I am also not adventurous. I don’t really have a burning desire to see the world’s wonders or explore new regions. I’m sure they’re breathtaking and if you planned a trip for me, I’d probably go and have a great time. But for me to initiate that kind of trip? Eh, not going to happen.
But now I have Zoey. She really wants to go on “bay-cation”. In fact, she even offered her piggy bank money to help pay for it. (Yes, I know. Worst. Mother. Ever.) Then, while I was sitting at swimming lessons last week, one of the other moms asked, “So, what are you planning for Zoey for the summer?” I felt like a total loser telling her the truth-“Um, leaving her at daycare all day?”-, so I made up an elaborate plan of day trips and activities. I am laughing out loud now, thinking about how I must have sounded, babbling away, making shit up. Overcompensate much?

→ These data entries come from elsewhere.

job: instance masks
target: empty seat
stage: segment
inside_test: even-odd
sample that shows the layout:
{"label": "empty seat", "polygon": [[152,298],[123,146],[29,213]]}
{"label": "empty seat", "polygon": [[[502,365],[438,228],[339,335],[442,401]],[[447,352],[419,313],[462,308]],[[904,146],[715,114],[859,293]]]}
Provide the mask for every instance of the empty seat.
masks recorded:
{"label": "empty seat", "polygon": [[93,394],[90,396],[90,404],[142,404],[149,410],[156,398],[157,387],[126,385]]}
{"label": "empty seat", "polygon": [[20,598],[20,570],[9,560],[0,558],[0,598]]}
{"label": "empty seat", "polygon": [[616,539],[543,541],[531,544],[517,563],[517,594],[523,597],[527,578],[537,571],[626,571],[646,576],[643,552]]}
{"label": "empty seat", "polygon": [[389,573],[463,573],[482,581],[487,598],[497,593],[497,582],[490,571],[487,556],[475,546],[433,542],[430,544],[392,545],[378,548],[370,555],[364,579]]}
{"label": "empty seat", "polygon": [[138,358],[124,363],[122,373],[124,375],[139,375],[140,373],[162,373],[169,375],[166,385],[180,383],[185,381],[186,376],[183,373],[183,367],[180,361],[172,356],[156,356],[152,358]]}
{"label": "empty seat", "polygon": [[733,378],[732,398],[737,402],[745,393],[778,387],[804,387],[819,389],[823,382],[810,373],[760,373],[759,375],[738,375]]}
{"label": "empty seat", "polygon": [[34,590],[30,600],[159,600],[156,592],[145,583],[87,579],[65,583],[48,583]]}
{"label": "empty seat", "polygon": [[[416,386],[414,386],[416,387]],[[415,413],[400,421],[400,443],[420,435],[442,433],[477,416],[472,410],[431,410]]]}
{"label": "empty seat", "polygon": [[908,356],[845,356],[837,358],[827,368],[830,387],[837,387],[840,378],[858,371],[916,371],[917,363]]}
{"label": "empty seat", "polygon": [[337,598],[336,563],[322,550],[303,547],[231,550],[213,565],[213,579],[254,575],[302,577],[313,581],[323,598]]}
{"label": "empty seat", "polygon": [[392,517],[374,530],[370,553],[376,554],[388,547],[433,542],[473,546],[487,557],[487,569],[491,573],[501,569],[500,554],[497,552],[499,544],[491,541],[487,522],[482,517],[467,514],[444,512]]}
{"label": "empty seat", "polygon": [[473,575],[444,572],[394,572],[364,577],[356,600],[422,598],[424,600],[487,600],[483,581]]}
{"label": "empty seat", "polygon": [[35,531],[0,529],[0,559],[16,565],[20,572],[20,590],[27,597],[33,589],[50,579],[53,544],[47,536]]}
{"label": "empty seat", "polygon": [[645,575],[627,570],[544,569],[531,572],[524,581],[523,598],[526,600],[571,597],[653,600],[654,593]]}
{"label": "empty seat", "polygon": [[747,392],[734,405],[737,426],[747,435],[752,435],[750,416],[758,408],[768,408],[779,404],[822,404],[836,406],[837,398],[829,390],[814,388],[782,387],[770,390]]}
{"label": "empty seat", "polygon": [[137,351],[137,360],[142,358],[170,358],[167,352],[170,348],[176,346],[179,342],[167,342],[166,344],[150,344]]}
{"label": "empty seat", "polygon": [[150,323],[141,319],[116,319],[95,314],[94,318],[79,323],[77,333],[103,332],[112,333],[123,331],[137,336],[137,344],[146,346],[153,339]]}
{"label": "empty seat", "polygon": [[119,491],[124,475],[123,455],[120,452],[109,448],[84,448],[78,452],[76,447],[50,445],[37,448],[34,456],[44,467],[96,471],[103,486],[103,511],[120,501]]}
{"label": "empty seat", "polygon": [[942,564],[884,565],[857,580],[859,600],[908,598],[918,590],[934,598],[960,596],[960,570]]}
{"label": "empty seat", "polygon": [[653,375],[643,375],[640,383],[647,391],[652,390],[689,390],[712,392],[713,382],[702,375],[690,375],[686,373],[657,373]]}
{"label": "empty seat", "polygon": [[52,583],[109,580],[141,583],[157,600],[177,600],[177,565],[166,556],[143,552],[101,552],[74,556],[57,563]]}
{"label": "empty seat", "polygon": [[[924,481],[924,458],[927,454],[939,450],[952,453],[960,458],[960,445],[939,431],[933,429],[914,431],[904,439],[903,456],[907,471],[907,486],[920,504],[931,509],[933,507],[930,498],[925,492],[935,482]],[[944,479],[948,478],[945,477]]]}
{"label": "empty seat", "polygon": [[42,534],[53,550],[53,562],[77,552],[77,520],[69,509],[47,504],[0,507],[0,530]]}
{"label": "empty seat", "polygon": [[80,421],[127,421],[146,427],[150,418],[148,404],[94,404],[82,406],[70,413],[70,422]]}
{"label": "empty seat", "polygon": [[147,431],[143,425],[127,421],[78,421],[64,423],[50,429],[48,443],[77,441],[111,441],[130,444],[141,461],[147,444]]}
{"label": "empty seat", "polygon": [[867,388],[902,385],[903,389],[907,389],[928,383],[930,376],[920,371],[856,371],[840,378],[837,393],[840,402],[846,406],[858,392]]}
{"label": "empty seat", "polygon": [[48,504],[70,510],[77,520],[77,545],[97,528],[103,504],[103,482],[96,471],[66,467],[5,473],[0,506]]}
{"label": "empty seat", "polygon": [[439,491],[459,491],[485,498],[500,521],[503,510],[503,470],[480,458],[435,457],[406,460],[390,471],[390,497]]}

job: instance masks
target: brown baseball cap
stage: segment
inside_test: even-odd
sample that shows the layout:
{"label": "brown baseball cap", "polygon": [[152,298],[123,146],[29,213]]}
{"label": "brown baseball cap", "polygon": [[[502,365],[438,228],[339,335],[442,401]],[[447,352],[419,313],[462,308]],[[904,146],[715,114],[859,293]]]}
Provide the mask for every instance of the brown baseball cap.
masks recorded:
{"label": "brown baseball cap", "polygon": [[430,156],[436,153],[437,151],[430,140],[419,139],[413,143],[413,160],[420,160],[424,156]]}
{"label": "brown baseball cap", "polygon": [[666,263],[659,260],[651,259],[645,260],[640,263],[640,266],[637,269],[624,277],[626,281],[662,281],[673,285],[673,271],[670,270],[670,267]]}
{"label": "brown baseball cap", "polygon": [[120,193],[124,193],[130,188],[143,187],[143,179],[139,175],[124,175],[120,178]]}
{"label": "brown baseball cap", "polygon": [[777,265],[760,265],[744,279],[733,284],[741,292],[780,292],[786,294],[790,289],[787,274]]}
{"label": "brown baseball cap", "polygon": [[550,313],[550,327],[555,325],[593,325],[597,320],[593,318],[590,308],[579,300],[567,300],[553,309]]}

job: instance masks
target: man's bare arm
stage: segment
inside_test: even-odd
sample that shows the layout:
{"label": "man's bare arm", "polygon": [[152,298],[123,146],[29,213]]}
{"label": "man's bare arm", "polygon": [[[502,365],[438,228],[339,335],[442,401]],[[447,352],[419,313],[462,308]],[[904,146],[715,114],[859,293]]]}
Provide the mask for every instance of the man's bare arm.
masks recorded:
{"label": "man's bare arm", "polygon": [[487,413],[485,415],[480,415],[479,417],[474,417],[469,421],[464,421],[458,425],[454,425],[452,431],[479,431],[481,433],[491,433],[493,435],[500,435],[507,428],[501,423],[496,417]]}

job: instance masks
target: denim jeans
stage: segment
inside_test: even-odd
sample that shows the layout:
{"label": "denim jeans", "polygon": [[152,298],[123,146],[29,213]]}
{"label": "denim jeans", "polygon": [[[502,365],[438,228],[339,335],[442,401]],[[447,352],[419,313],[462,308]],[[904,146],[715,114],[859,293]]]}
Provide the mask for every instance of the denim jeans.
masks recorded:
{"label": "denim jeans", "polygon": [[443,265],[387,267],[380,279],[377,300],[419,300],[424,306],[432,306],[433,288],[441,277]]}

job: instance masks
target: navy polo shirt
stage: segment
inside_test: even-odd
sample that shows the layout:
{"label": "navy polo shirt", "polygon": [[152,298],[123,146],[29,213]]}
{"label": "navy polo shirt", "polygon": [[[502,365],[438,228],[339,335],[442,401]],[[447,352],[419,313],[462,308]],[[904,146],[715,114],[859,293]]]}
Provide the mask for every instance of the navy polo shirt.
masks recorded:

So while I don’t quite have my shit together to go away, I am committing to take a whole week off (11 days in a row actually!) to spend with her. I am committing to making memories with her during the summer before she starts kindergarten. I have some ideas, but now I need to…gulp…plan! I think there will be an aquarium, a beach, a museum and possibly a zoo in our future. I’m sweating a little bit, just writing about it. Maybe I’ll even find the time to put together that furniture from Ikea that I bought her last month and re-do her room. After all, she offered me $50 in play money if I did that!